# El toro zoysia color.



## Guest (Aug 3, 2017)

So I recently purchased some more el toro to lay in my yard. 2 pallets worth however they are not the same color as the el toro I layed in the front of the yard. The sod company assured me that it will even out to all be the same color, however there is a significant color difference lol. Am I crazy ? 👀


----------



## Guest (Aug 3, 2017)

The first darker zoysia came from
a sod farm in pinehurst nc. The other came from near newbern nc. But shouldn't all el toro be the same ?


----------



## jayhawk (Apr 18, 2017)

Lighter one probably was stressed a bit more or may not have been fed as well. It'll even out after it starts growing, recovering.


----------



## Spammage (Apr 30, 2017)

jayhawk said:


> Lighter one probably was stressed a bit more or may not have been fed as well. It'll even out after it starts growing, recovering.


+1


----------



## Guest (Aug 3, 2017)

I sure hope so, I thought about throwing a little fertilizer to it just to see if it helps it take root a little quicker. Currently watering 3x a day for around 30 min.


----------



## Ware (Jan 28, 2017)

Agree, I think sod will discolor like that if it has been rolled or stacked too long prior to install. It should be fine.


----------



## mrigney (Jun 6, 2017)

Yep, it should even out. I installed sod earlier this year. Picked up 3.5 pallets on Thur, 3.5 on Friday. When I put them down, they were distinctly different colors:



I was pretty worried that I had gotten a load of Celebration and a load of Tif....well, shouldn't have worried...within a month, everything had evened out....


----------



## Guest (Aug 8, 2017)

Its greening up nicely. All this rain today has helped tremendously.
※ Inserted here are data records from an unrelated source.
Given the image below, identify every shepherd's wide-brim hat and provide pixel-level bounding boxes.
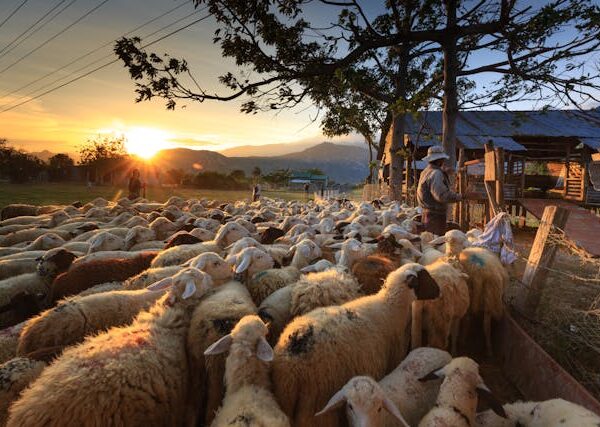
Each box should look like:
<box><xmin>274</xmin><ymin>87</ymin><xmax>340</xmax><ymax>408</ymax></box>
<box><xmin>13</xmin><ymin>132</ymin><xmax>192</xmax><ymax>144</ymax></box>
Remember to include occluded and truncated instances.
<box><xmin>421</xmin><ymin>145</ymin><xmax>450</xmax><ymax>163</ymax></box>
I know it's late in the season but with all of August and September I think it should take root before winter hopefully


----------



## Mightyquinn (Jan 31, 2017)

firefighter11 said:


> Its greening up nicely. All this rain today has helped tremendously. I know it's late in the season but with all of August and September I think it should take root before winter hopefully


I think you'll be fine as there is still plenty of time left in the season for it to set good roots. I also agree with the others with the different colors of the sod. They will eventually blend together and since they came from 2 different areas of NC they probably had different kinds of soil they were grown in also.
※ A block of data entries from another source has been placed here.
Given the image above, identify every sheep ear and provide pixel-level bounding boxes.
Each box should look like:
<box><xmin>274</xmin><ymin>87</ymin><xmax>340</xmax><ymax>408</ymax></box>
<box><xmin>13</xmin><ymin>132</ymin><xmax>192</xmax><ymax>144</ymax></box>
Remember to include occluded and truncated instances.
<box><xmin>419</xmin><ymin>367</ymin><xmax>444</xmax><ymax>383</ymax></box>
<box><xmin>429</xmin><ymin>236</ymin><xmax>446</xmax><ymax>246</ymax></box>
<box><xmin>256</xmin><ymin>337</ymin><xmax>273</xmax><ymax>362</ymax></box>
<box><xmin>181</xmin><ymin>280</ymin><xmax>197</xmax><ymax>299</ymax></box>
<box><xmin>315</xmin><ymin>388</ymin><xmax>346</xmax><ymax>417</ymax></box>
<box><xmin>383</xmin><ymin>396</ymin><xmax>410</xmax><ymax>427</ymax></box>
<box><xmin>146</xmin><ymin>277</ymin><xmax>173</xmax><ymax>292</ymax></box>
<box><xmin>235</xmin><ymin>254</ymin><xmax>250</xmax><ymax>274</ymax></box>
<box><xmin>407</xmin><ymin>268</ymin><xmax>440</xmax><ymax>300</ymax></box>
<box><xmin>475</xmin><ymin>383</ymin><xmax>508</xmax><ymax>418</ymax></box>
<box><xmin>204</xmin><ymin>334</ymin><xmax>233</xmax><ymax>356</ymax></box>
Several years ago I bought some Tifgrand sod to use against the fence line and it too looked different from my Tifway but after a year you can't tell them apart anymore.


----------



## Guest (Aug 14, 2017)

So far it seems to be greening up nicely.
I'll work on getting a picture. I checked one corner of the sod and it had already started taking root. Luckily we have been getting some good t-storms rolling through the last week or so. I gave it a little fertilizer to help it out. Only about 7lbs worth though. Looking back now I kinda wish I had done all the sod at once and didn't mess with any plugs.


----------



## Guest (Aug 14, 2017)

Also I'm not to sure the sod farm was upfront about the time they cut it. They told me they cut it about 2 hrs before I arrived. However some of the rolls on the bottom were in terrible shape.


----------



## jayhawk (Apr 18, 2017)

firefighter11 said:


> Also I'm not to sure the sod farm was upfront about the time they cut it. They told me they cut it about 2 hrs before I arrived. However some of the rolls on the bottom were in terrible shape.


Rolls in theory are appealing as they are larger but the ends get beat up bad with the weight and tight roll. Lot of variables.


----------



## Guest (Sep 2, 2017)

This is the part I sodded, its greened up good. 
The little square is where I plugged. Its starting to fill in so hopefully next season it will all be even. You can kinda see the slope/grade. Would a reel mower be ok for that?


----------



## Ware (Jan 28, 2017)

firefighter11 said:


> ...Would a reel mower be ok for that?


I think so.


----------



## Colonel K0rn (Jul 4, 2017)

The logical part of me says that you're essentially putting the roots into the ground when you're using the plugger, whereas the sod has to penetrate the ground, and establish those roots. I see a noticeable color difference in the plugged area vs sod.


----------